8) S'attaquer de manière aussi «simpliste», au problème du financement de la protection sociale, comme l'a dit Laurence Parisot, c'est aussi une manière d'évacuer la principale question qui est celle des dépenses. C'est ne pas donner la priorité à la réforme de ce qui est devenu trop coûteux dans notre Etat providence, et donc à la nécessaire adaptation du modèle social français.


9) Et puis quitte à modifier le financement du système de protection sociale, il y a un moyen bien plus simple que d'imposer un nouveau mode de calcul aux entreprises, et une taxe supplémentaire. Il consiste à accroître le volume des heures travaillées, qui forment la base de calcul des cotisations patronales. Soit en détricotant le régime des 35 heures, soit en allongeant le nombre d'années de travail, donc la durée des cotisations.

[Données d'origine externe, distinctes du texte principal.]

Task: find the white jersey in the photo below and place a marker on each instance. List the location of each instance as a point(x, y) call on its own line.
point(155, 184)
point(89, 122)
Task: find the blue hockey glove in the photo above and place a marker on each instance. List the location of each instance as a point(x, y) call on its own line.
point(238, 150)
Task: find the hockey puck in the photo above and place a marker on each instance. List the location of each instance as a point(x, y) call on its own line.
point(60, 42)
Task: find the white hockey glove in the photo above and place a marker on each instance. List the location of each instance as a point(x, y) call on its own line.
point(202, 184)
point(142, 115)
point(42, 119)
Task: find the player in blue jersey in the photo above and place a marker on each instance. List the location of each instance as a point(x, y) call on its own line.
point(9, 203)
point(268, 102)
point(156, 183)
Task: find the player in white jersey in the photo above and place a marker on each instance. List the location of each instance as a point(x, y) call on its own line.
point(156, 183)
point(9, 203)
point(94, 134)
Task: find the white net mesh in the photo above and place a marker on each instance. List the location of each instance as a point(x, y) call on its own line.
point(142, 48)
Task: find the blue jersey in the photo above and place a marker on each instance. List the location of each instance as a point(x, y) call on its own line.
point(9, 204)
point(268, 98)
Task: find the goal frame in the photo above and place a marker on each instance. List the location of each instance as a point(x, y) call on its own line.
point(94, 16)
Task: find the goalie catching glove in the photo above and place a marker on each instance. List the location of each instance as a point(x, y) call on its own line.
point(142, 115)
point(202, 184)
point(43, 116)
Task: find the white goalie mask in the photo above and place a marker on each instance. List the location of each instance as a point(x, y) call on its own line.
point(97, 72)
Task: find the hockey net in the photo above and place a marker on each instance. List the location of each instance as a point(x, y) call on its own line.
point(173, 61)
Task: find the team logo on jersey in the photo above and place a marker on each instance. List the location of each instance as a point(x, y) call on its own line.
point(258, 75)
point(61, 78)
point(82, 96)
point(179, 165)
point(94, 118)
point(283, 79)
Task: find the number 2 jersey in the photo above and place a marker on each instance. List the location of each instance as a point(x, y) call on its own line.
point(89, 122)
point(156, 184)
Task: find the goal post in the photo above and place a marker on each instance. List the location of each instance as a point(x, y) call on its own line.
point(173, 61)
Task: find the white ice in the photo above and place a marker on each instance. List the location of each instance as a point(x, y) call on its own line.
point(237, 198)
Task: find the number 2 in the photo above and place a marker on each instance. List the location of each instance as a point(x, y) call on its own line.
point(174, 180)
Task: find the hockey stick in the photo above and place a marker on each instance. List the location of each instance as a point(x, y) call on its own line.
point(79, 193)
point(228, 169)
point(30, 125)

10) Enfin le fait même que l'on puisse imaginer une taxe sur la valeur ajoutée témoigne une nouvelle fois de cette curieuse préférence française pour la redistribution plutôt que pour la création de richesse nouvelle. C'est oublier que l'on ne peut pas redistribuer à l'infini. Et qu'il vaut mieux commencer par laisser les entreprises libres de développer leur fonds de commerce, leur profitabilité, donc leurs effectifs, plutôt que de les encombrer d'une nouvelle taxation, que seul un monstre bureaucratique saura gérer. Mais c'est peut-être, là aussi, un voeu qui a peu d'espoir d'être rapidement exaucé.